Rita remembers Grant going down the trail. What happened to Grant?
"I'm honestly not sure why he left," Shelly says, applying a strip of white sunblock to her nose. "He's not the most normal guy, though, is he?"
The sky is clear and though the air is still cold, maybe 45 or so, the sun is warm to Rita's face. She is standing now, and almost can't believe she is standing. She steps over the shale to the meal tent, the thin shards of rock clinking like the closing of iron gates.

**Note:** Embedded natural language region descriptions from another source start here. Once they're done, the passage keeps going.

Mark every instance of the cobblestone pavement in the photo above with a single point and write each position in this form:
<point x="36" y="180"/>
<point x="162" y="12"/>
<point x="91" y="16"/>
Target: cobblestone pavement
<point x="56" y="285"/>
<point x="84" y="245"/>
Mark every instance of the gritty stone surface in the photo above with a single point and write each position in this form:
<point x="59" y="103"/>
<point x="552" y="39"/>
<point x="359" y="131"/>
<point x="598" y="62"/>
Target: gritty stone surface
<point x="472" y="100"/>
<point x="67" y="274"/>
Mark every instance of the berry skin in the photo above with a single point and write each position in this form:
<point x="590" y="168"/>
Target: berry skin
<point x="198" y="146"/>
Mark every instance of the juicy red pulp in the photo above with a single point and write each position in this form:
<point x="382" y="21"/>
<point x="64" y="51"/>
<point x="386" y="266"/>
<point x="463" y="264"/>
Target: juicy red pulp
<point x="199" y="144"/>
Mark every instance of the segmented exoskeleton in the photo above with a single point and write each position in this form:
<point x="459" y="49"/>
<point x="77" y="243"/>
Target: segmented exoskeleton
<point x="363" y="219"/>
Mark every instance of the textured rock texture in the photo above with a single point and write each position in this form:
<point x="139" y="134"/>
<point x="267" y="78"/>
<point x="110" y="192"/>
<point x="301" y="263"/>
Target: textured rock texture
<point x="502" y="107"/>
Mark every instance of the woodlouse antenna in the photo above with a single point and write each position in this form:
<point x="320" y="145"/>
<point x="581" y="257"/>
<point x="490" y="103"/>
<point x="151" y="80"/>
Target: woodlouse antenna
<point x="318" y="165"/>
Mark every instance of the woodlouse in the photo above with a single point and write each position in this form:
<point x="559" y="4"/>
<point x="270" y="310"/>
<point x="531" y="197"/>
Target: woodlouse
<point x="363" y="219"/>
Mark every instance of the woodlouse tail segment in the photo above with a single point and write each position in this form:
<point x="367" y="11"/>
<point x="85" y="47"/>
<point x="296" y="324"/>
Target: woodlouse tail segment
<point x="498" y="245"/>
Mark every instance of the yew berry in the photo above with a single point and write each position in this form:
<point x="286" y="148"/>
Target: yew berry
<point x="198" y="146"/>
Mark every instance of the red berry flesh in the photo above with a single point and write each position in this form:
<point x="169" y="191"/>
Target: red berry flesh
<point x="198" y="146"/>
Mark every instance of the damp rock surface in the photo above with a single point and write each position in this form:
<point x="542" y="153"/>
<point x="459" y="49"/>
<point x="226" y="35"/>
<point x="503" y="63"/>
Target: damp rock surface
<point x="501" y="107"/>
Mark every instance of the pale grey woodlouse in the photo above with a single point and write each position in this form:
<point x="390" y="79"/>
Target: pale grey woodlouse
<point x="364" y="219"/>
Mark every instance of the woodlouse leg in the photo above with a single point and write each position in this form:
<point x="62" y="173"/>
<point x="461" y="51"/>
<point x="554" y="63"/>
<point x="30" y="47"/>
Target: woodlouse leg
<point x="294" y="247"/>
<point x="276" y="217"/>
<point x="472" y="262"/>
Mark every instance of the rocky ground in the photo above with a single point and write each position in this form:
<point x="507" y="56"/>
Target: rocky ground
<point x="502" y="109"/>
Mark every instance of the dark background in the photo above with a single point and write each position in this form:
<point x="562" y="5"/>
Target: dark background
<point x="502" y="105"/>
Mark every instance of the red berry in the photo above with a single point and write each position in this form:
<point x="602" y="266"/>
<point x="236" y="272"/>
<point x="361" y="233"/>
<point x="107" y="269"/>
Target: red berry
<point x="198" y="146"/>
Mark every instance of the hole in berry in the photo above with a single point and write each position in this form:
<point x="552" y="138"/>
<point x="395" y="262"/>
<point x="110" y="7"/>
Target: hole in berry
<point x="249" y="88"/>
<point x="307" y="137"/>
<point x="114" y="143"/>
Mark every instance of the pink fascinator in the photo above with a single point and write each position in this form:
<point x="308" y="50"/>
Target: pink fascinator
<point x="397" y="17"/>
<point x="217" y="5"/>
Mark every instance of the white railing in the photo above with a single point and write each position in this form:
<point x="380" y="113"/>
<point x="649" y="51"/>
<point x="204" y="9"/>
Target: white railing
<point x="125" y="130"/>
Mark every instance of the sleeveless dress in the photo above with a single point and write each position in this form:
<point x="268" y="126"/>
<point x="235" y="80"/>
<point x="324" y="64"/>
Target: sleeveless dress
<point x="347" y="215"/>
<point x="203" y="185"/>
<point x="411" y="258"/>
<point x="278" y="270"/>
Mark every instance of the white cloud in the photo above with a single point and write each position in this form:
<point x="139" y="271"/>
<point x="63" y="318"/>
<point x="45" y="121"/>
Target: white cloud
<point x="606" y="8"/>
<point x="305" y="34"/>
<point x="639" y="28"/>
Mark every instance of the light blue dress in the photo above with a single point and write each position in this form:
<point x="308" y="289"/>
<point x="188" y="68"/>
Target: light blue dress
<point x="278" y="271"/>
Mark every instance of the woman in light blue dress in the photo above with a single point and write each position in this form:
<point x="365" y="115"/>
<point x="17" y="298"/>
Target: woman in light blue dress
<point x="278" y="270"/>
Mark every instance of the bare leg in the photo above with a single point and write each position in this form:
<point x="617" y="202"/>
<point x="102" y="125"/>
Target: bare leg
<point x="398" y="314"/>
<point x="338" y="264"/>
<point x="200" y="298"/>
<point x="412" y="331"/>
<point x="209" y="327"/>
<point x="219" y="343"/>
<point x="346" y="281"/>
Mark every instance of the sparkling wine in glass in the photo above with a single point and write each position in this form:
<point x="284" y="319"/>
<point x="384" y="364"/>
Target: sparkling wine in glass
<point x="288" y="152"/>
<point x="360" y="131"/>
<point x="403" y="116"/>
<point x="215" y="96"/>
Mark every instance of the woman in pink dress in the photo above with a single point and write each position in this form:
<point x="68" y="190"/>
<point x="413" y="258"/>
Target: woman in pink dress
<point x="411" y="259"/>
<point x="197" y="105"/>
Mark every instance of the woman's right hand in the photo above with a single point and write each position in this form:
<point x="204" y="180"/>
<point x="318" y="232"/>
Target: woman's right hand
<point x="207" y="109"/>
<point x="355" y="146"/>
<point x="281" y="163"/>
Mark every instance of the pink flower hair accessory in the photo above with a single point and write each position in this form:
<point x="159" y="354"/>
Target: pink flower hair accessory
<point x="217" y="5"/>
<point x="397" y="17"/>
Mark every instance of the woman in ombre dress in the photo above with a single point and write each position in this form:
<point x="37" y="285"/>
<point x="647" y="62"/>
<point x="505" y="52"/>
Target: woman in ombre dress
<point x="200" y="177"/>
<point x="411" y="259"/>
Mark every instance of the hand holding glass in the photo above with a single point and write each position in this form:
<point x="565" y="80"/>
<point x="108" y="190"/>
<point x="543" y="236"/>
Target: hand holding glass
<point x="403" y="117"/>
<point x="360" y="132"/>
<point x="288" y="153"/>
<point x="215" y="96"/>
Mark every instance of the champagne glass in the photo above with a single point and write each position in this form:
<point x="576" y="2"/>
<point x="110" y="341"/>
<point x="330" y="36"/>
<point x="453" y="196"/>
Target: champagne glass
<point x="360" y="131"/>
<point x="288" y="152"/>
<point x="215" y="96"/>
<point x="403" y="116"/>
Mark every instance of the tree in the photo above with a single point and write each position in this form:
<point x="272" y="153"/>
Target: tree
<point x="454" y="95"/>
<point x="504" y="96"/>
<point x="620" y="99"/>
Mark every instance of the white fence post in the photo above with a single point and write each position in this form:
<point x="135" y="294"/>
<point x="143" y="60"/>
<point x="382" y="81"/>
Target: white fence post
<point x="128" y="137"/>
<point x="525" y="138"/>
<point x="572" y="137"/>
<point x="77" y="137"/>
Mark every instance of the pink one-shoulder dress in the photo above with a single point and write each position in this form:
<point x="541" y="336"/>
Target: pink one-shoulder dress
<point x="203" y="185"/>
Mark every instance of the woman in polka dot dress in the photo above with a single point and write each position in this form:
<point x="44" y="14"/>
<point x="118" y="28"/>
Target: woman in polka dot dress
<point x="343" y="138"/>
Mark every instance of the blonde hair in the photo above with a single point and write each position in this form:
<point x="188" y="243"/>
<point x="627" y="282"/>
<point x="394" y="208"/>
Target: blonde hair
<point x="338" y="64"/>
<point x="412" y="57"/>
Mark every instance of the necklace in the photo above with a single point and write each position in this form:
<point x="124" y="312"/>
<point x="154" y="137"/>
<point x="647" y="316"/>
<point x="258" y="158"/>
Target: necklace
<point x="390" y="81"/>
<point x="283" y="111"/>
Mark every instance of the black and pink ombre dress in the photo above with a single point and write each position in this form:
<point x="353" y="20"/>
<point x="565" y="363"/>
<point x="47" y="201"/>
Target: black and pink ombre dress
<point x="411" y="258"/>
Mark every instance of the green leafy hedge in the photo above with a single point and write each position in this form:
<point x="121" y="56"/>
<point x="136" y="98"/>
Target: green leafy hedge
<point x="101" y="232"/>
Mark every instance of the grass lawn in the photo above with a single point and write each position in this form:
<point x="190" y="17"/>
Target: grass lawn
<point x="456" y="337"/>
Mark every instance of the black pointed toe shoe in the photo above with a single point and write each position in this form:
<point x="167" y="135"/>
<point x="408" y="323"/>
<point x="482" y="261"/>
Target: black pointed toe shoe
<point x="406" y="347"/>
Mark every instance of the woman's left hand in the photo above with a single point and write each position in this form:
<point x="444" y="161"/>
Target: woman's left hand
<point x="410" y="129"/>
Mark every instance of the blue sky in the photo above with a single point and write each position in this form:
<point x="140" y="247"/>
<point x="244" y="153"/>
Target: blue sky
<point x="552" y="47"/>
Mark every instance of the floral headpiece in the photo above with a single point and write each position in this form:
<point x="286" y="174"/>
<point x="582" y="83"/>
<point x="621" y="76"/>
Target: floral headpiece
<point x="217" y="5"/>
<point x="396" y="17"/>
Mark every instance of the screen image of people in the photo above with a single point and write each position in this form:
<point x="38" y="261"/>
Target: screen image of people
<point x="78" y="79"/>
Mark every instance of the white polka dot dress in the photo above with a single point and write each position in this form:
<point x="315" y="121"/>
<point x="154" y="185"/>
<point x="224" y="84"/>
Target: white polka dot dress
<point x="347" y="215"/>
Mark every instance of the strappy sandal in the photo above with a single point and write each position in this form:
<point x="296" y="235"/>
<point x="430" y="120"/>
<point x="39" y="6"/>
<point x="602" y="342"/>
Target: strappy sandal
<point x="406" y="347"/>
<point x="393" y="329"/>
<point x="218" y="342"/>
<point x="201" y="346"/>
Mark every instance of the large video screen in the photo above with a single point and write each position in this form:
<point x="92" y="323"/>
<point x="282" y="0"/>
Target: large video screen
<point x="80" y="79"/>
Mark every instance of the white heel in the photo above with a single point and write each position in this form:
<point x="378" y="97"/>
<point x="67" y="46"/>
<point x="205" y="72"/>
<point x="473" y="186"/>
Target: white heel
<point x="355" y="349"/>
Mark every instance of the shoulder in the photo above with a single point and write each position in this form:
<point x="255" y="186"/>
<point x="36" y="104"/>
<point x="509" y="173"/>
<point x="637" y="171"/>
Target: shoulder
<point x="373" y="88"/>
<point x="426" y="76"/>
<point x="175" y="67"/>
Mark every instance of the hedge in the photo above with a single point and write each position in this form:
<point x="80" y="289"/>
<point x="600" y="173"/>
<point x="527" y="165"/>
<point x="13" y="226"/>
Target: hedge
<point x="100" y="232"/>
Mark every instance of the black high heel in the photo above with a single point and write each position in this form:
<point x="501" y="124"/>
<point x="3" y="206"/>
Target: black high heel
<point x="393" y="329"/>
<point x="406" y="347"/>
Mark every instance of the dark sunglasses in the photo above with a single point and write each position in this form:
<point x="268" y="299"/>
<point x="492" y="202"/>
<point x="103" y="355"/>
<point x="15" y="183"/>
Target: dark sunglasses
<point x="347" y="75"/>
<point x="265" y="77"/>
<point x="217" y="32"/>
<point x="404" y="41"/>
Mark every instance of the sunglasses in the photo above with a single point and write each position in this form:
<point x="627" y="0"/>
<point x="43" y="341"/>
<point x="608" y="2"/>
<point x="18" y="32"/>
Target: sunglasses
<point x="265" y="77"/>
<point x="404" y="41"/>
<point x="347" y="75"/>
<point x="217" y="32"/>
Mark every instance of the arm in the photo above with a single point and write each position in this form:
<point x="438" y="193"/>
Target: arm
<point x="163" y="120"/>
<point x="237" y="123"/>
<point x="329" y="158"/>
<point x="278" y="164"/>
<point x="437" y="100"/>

Mike is at breakfast. It's eight A.M., and they are two hours behind schedule. They quickly eat a breakfast of porridge and hard-boiled eggs and tea. Everyone is exhausted and quiet. Grant has gone down the mountain and Mike is not going up. She smiles to Mike as he bites into an egg.
The remaining paying hikers—Rita, Jerry, Shelly—and Frank and Patrick say goodbye. They will see him again in about twelve hours, they say, and he'll feel better. They'll bring him some snow from Kibo, they say. They want to go and drag their bodies to the top, from which they can look down to him.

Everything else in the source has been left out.